知道謝劭待會兒還得當值,今日陛下和太子都飲了不少酒,人一高興話也會多,得給他提個醒兒。
從宮宴下來,謝劭便換下了寬袖,此時身著殿前指揮使官服。
藏青色箭袖勁裝,皮革斷臂,腰佩彎刀,發絲盡數束進銀冠,肩背筆直,相貌儀表堂堂,這身皮囊確實招搖。
有時候太耀眼,便會灼人目。
十二歲之后,謝仆射便沒有再同他說起了官場之道,今日老話重提,“伴君如伴虎,你這個位置禍福相依,過口的話要斟酌三思,父子尚且能離間,何況君臣……”

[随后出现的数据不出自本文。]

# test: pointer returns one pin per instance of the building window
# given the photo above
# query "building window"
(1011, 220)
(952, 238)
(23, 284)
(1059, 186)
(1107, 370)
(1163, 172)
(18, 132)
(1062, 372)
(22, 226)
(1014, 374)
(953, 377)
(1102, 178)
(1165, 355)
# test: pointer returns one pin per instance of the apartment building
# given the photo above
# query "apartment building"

倒是好久沒聽到他這樣的語氣,謝劭諷刺一笑,揶揄道:“多謝謝仆射教導,不必操心。”
他跟前就這么一位兒子,自己已經年邁,在朝堂上的年數一個巴掌都能數得過來。只要涉及朝堂,便沒有安寧平靜的時候,他怎么可能不操心,但育兒和帶學生不一樣,往日的良師到了自己兒子這兒,頗有些束手無策了,“好好努力,前途不可限量,你起步高,一入朝便謀了個殿前司指揮使,以你的聰明才智,只要沒人給你使絆子,將來未必就不能超過我。”
謝劭突然看向他。
謝仆射還道他要請教朝中的問題,“有話就問。”
“您俸祿多少?”
謝仆射一愣,萬沒料到他會問這個出來,平日里有誰會直接問對方俸祿多少,可奈何問的人是自己的兒子,于是如實回答:“一年俸祿萬余貫銀錢,職錢另算,絹布糧食牛羊每月比你多三倍……”
人比人氣死人,謝劭沒再說話,跨步進了東宮。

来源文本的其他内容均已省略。